Sunday Morning correspondent Bill Geist takes a look at the lengths that some people go through to make the world more germ-free.
There was a time when touching was good, but today touching anyone or anything seems to be regarded a health risk.
We're awash these days in all manner of anti-bacterials, antiseptics and disinfectants.
There is Germ X, Germ Zapper, Germ Blaster. You can get yourself a disinfecting wand, or a personal air purifier to wear around your neck.
It seems we're fast becoming a nation of germophobes. The danger is everywhere, we're told, in a world seething with microbes. Planes are seen as tin test tubes teeming with bacteria.
There are pills to help you fight germs, attractive plane seat covers and a plane air filter for the overhead nozzle. Of course, these days you might be handcuffed and wrestled to the ground trying to install it.
Hotel rooms? They are veritable Petri dishes of pathogens (formerly known as cooties). And to the germophobe the public restroom is truly Death Valley.
But Richard Thorne of Kimberly Clarke says man is now within reach of the Holy Grail of hygiene: The touchless restroom.
"Yes, you've got the new Scott electronic touchless bathroom tissue dispenser there," Thorne said.
It starts with electronic flushing and toilet paper dispensing.
"And then what some people will do is they'll do the elbow push, they'll dispense the soap without touching the soap dispenser," Thorne said. "So your hands are now clean and you would walk over to the electronic hand towel dispenser."
So far so good, but how do you make a clean getaway?
"A number of people take another towel and actually use it to exit the restroom without touching the door handle," Thorne said.
The final hurdle is cleared with the new sanit-grasp door handle.
Inventor Simon Sassoon has a different exit strategy. His automatic deep cleaning system, called HYSO, sprays disinfectant on doorknobs every 15 minutes.

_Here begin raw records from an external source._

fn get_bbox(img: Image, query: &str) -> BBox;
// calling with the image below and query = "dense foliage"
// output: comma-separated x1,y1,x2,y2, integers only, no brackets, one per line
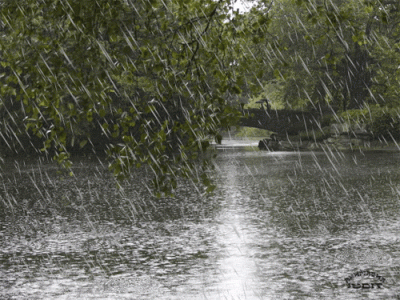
0,0,260,193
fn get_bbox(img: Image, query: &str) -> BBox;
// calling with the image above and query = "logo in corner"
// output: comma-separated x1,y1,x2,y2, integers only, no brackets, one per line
344,271,386,289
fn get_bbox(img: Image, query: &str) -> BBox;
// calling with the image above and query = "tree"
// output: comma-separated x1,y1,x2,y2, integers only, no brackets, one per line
244,0,399,110
0,0,250,194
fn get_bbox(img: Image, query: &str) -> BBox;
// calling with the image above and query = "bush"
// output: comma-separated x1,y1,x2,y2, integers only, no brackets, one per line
367,109,400,140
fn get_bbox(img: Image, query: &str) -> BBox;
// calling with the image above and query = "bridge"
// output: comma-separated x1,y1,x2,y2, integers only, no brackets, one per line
240,108,322,136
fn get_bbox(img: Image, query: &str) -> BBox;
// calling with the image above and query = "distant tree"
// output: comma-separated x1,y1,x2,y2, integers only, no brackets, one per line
244,0,400,110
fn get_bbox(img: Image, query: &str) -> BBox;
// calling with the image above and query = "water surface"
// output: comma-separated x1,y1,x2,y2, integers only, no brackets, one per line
0,149,400,299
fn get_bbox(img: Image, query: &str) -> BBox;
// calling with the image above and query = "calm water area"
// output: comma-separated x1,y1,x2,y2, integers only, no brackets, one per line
0,148,400,300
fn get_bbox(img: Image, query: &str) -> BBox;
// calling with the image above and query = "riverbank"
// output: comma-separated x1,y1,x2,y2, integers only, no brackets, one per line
212,136,400,151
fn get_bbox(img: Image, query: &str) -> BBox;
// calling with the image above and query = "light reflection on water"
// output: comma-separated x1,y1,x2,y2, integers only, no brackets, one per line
0,150,400,299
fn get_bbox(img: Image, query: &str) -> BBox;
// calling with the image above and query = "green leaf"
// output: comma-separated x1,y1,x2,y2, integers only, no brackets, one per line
79,140,87,148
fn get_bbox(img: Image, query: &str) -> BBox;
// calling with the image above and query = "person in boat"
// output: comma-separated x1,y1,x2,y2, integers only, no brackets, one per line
256,98,271,114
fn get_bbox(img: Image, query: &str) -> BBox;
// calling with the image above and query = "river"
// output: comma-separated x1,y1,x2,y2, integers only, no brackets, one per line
0,148,400,300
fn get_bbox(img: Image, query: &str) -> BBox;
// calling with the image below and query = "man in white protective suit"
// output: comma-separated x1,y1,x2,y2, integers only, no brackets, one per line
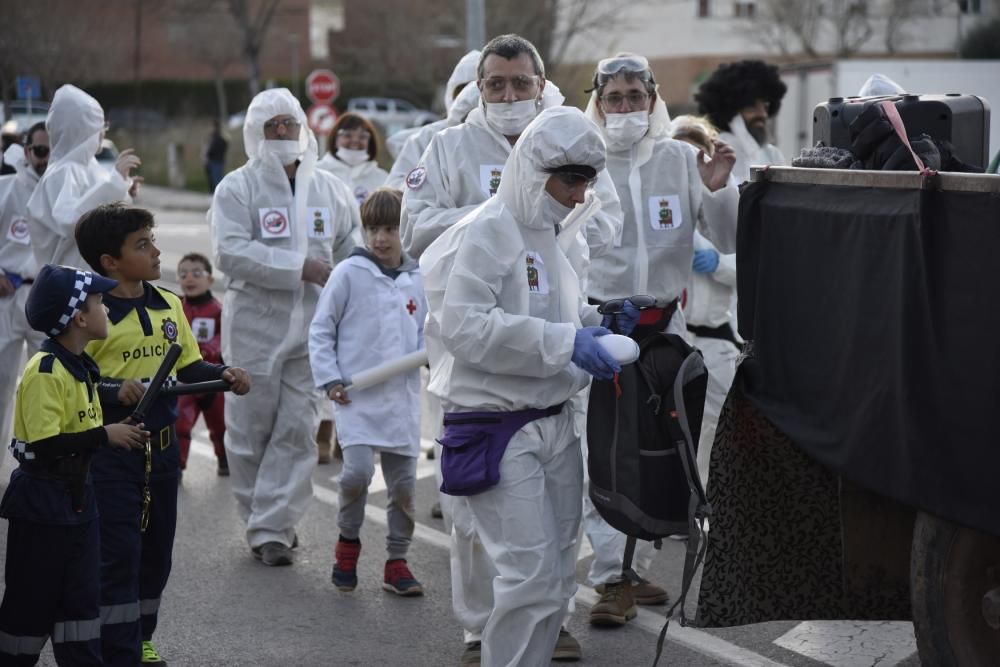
694,60,787,183
400,35,621,665
421,107,620,667
0,123,49,462
28,84,142,267
208,88,360,565
385,49,479,179
584,53,739,627
385,80,479,190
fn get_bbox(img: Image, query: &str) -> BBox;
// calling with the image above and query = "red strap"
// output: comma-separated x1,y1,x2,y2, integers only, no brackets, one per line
879,100,935,176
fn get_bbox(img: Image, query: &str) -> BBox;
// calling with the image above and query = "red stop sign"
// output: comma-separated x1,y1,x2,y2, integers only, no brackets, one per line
306,69,340,104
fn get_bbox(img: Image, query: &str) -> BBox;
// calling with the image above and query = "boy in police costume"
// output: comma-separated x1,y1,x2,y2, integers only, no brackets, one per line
0,265,149,665
76,203,250,667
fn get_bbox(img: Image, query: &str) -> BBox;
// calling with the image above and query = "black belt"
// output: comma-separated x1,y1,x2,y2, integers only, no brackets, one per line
688,322,740,347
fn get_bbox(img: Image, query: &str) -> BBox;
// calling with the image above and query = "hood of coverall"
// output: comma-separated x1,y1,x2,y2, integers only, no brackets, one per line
496,107,606,235
45,84,104,169
584,84,670,139
444,49,480,115
448,81,479,127
243,88,318,171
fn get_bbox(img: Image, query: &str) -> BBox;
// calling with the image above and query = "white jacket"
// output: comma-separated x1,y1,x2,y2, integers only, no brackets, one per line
28,84,131,268
0,145,38,278
399,82,621,258
316,153,389,206
421,107,604,411
587,91,739,302
309,253,427,456
208,88,361,374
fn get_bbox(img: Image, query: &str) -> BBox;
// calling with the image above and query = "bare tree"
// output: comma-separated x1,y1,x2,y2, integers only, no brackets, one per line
168,0,243,123
228,0,280,97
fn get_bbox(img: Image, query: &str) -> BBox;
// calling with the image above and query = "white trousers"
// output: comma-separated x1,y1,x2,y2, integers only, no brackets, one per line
691,335,740,488
226,356,318,547
467,409,583,667
0,285,46,463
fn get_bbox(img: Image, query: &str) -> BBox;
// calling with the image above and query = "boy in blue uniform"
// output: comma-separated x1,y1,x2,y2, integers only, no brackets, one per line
76,203,250,667
0,265,149,665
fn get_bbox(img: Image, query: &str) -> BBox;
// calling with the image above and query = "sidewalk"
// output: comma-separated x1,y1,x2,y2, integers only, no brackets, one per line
135,183,212,213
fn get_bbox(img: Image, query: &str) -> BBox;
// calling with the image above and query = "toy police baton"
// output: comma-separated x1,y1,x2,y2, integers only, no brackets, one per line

"I know it sounds corny, I had a dream and this unit as you see it was exactly in my mind," Sassoon said.
Of course, it's entirely possible we're all nuts when it comes to germs, but with the flu and cold season upon us it can't hurt to take a few precautions and arm ourselves with the latest weaponry in what appears to be our all-out war on germs, like Emily Beck's "excuse me" belt.
"This is the ultimate germ fighting machine because it creates a cubic yard of free personal space," Beck said. "So not only are you not touching anybody but no one's gonna come close to breathing on you."
If cleanliness is indeed next to godliness, these are surely saints among us.